Gulan Media December 18, 2014 News
Kurdish Officials Seek to Reset Relations With Baghdad
By Sarah Kent

LONDON—Senior officials from Iraq’s semiautonomous Kurdish region said Wednesday they want to reset acrimonious political and economic relations with Baghdad with both Kurds and the Shiite-led national government facing serious threats from Islamic State.

Negotiations between Baghdad and the Kurdistan Regional Government have revived in recent weeks, amid heavy U.S. diplomatic pressure to patch up the decadeslong political dispute that has seen the Kurds press for more control over the immense oil resources in traditional Kurdish lands inside Iraq.

In a letter read aloud Wednesday at the start of an energy conference in London, Kurdish Prime Minister Nechirvan Barzani declined to make the Kurdish traditional appeal for outright independence. Instead, he made an appeal for accommodation with Baghdad, saying in the letter that he felt the new government there had “pressed the reset button” with the KRG.

The infighting between the Kurds and the central government, which controls budget revenues and much of the nation’s oil sales, has nearly bankrupted the Kurdish government and hobbled international efforts to fight the Sunni jihadist movement Islamic State, which has seized territory in Iraq and Syria with the aim of building a new caliphate there.

But in a step toward cooperation against a common foe, an interim agreement reached between the central government and the Kurds this month states that Baghdad would take control of a portion of oil exports from fields located in the Kurdish territories and restart frozen budget payments to the region starting in 2015.

The deal has set the stage for further negotiations, but the Kurdish minister of natural resources cautioned that many hurdles still exist.

“There is nothing guaranteed apart from good will and the fact everyone recognizes there is a win-win opportunity,” said minister Ashti Hawrami.

The KRG is also pursuing closer ties with its neighbors.
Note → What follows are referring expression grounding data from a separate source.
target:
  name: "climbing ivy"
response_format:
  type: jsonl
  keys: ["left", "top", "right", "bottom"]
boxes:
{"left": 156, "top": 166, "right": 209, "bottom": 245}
A deal with Turkey last year facilitated independent oil exports there, and Prime Minister Barzani said in his letter that the semiautonomous region is also continuing to increase its ties with Iran.

Mr. Hawrami said he is hopeful that a political solution can be found for outstanding areas of contention with Baghdad, including the KRG’s right to export oil independently, the issue of revenue sharing and the KRG’s share of the Iraqi budget.

The KRG has ramped up oil exports this year, in defiance of Baghdad, with volumes from Kurdish field to the Turkish port of Ceyhan now at almost 400,000 barrels a day, the minister said.

A wider agreement with Baghdad over the control of oil exports and revenue could facilitate a quick jump in exports, Mr. Hawrami said. The interim deal in place could help exports potentially double by the end of the first quarter of next year.

Such a jump would be positive news for Iraq as a whole, as it struggles to make up budget shortfalls amid the decline in global oil prices. Some of Iraq’s oil fields are under the control of Islamic State and others are shut.

Additional Iraqi production is seen as crucial to meeting global oil demand in the coming years, but the government’s previous predictions of 9 million barrels a day by the end of the decade were viewed by many as overly optimistic.

“We have to recalculate the amount we can produce, the amount we can export,” Iraq’s Deputy Prime Minister Rowsch Shaways said on the sidelines of the conference.